Expanding on the “Sword and Shield” analogy from last week’s discussion

Last week I used the analogy of a sword and a shield to describe the role of valuation standards in family law. I’ve had a few observations about that phrase, so here’s why I find it a useful way to explain what superior valuation practice actually provides solicitors and their clients.

When I talk about the International Valuation Standards (IVS) being both a sword and a shield, I mean this:

  • The shield: IVS protects your client and your instructions by ensuring the valuation is defensible; not just logical in theory, but anchored by well-defined methods and processes. It is these professional standards the Court recognises. It guards against the many bogus “rules-of thumb” and ad-hoc assumptions that populate fast-tracked and cheap documents. Sloppy and downright illogical interpretations, incorrect scope, and unsupported opinions can all be dismantled in cross-examination; adherence to the framework contained within the iVS eliminates that risk.
  • The sword: Adherence to a common body of knowledge “the standards” gives you and your expert a defensible and logical framework to challenge other evidence where that evidence is weak, unfounded, or based on shortcuts. A valuation built on rigorous standards can cut through attempts to replace scientific appraisal with  fabricated “rules of thumb” and expose assumptions and hypotheses  that aren’t supported by the facts.

This matters in family law because courts do not decide property pool valuation disputes based on formulas; they decide them based on the quality of evidence and reasoning.

Here’s what the analogy looks like in practice:

Standards Are Not Templates — They Are Discipline

App-driven valuation tools and off-the-shelf methodologies are neither sword nor shield.
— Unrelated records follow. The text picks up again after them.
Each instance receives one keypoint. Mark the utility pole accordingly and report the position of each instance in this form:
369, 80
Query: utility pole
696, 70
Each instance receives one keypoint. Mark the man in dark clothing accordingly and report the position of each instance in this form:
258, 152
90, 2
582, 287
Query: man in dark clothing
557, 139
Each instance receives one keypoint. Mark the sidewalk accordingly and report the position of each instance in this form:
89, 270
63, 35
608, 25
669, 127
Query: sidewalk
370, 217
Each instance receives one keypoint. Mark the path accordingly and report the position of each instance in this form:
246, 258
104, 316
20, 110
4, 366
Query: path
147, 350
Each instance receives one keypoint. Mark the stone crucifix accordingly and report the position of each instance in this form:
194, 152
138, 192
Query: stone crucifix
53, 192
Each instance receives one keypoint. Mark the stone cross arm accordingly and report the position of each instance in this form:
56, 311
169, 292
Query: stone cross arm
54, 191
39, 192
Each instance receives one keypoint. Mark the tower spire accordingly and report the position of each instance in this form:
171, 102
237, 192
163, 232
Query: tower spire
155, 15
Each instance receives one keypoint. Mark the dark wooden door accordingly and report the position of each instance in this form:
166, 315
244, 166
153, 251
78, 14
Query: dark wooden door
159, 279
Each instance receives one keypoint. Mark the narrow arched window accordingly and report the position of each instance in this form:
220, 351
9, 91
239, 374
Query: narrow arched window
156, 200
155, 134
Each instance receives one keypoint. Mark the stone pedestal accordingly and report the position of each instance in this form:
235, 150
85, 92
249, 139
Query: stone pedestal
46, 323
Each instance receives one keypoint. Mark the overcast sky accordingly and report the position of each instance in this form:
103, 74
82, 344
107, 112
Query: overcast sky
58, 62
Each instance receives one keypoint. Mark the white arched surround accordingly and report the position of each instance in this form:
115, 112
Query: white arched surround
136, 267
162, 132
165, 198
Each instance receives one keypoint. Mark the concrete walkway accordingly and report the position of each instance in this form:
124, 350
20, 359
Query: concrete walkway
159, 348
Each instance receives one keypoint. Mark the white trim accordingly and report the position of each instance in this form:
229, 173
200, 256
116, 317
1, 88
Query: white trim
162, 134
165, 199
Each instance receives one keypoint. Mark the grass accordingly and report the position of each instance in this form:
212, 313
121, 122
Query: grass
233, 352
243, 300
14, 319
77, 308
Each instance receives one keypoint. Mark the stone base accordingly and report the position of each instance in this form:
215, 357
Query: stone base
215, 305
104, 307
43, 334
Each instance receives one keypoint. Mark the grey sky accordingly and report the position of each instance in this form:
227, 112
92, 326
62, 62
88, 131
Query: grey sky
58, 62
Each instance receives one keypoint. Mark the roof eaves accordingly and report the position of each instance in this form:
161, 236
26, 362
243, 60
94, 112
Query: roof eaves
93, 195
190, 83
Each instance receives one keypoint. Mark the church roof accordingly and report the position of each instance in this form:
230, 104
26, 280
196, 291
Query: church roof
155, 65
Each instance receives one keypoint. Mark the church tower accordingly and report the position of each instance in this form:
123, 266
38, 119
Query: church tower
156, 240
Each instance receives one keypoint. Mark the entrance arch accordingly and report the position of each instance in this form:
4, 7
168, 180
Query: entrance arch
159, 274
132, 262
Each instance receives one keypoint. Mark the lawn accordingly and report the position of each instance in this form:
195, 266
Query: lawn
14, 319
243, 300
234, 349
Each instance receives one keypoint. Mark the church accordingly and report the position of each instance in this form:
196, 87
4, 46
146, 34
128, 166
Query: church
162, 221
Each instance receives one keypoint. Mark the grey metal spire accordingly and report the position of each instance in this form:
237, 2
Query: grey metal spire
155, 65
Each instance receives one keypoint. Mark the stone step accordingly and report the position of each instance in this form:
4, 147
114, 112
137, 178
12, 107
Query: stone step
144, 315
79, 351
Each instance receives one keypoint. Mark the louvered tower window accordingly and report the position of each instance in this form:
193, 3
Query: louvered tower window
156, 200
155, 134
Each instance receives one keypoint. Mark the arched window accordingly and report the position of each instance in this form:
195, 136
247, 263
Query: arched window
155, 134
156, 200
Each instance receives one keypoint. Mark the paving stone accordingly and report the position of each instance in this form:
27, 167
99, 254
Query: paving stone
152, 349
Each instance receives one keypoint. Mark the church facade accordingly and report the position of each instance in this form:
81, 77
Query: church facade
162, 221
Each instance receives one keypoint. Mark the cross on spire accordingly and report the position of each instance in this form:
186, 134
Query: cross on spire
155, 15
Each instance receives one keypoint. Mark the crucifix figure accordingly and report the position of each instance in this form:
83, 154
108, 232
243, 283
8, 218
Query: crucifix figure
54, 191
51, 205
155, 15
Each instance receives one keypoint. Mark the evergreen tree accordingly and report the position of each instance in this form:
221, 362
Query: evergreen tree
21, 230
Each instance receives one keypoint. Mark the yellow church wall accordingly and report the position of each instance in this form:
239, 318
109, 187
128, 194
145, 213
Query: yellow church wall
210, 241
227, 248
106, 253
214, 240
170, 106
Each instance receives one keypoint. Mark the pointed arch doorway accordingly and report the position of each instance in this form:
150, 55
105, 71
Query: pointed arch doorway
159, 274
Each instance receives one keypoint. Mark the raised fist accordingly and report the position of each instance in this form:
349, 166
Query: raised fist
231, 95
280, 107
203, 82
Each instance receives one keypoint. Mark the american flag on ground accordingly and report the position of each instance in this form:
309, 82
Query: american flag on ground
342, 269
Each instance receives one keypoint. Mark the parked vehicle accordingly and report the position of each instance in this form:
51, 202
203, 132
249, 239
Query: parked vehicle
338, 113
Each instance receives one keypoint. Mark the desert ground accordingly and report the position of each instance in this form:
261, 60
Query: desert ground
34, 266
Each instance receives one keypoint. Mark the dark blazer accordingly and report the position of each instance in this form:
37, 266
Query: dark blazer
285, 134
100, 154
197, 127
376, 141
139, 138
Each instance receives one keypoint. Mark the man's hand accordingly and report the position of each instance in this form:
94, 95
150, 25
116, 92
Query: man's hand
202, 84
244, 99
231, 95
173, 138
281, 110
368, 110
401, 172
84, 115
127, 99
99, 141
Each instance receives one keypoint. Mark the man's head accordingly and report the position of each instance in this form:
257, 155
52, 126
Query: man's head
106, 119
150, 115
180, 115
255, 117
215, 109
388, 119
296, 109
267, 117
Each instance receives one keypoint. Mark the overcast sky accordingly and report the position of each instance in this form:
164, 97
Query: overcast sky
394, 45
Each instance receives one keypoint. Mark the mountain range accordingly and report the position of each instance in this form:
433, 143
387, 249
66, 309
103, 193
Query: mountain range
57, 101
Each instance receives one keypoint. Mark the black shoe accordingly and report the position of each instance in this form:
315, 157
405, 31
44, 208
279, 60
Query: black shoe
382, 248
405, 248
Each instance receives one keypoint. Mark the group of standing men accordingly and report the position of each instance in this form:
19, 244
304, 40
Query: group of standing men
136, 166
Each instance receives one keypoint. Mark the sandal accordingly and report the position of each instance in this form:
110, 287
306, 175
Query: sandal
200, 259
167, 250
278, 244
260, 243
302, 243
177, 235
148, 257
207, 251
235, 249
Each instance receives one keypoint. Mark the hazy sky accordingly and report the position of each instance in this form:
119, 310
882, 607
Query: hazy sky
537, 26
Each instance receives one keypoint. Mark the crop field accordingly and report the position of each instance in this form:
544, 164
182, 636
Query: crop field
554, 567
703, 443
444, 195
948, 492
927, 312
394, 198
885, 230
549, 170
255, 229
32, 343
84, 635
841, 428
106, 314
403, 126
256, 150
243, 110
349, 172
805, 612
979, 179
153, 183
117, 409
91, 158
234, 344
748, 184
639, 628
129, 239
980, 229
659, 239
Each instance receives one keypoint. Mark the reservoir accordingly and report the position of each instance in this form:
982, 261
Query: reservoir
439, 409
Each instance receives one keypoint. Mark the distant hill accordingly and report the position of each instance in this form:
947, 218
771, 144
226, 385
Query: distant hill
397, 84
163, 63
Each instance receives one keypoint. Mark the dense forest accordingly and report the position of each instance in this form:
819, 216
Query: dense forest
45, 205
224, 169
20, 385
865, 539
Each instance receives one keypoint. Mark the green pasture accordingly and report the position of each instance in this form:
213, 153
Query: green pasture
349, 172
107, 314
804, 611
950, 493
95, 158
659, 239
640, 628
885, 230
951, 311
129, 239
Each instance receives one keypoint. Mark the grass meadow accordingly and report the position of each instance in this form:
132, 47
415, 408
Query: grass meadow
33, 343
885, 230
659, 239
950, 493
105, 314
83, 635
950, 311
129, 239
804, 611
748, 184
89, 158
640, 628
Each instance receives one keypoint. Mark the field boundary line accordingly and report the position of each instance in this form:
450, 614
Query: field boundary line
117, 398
They often produce numbers without a disciplined explanation of underpinning assumptions, or a recognised basis of value, premise of value and often – complete ignorance of the specific interest being valued.

A compliant IVS-aligned valuation is different because it forces clarity on:

  • What interest is being valued? (e.g., control rights, minority entitlements)
  • What benefits are provable and sustainable?
  • What facts support the adjustments made?
  • Which assumptions are required, and are they reasonable in the circumstances?

Any app can surely spit out a number because that is what they are coded to do. A standards-aligned valuation explains why that number holds up under scrutiny.

Experience and Maturity Make the Sword Sharper

The shield exists only if you know how to hold it. Likewise, the sword is only effective if the wielder understands how to use it.

That’s where experience and qualifications matter:

  • A mature valuer knows which commercial facts matter most (again context, control, access to benefit, earnings sustainability against industry benchmarks).
  • They know where shortcuts are most likely to lead to errors and dispute (related-party arrangements, informal tenure, personal goodwill).
  • They can frame the valuation evidence in a way that anticipates and reconciles the questions the Court and opposing counsel will ask.

Practical Takeaways for Solicitors

If you are instructing a valuer in a family law matter, ask:

  • Will the valuation be explicitly aligned to IVS (or a recognised standard)?
  • Does the valuer understand and report clearly the instructions on basis, premise and interest being valued?
  • Has the valuer assisted with purpose, approach, documented all assumptions and where they both came from and how they impact value?
  • Can the valuer justify adjustments with provable facts, not apps or rules of thumb, and does the math add up?

These are not academic questions — they’re the difference between a valuation that survives testing and one that crumbles.

In summary:

IVS gives you a shield that protects the valuation evidence, and a sword that you can use to challenge inferior expert evidence. But the tools only work in the hands of someone who understands how to apply them, how to uncover the relevant facts, and how to present them clearly to a Court.

That’s where expert judgement — not apps — adds real value.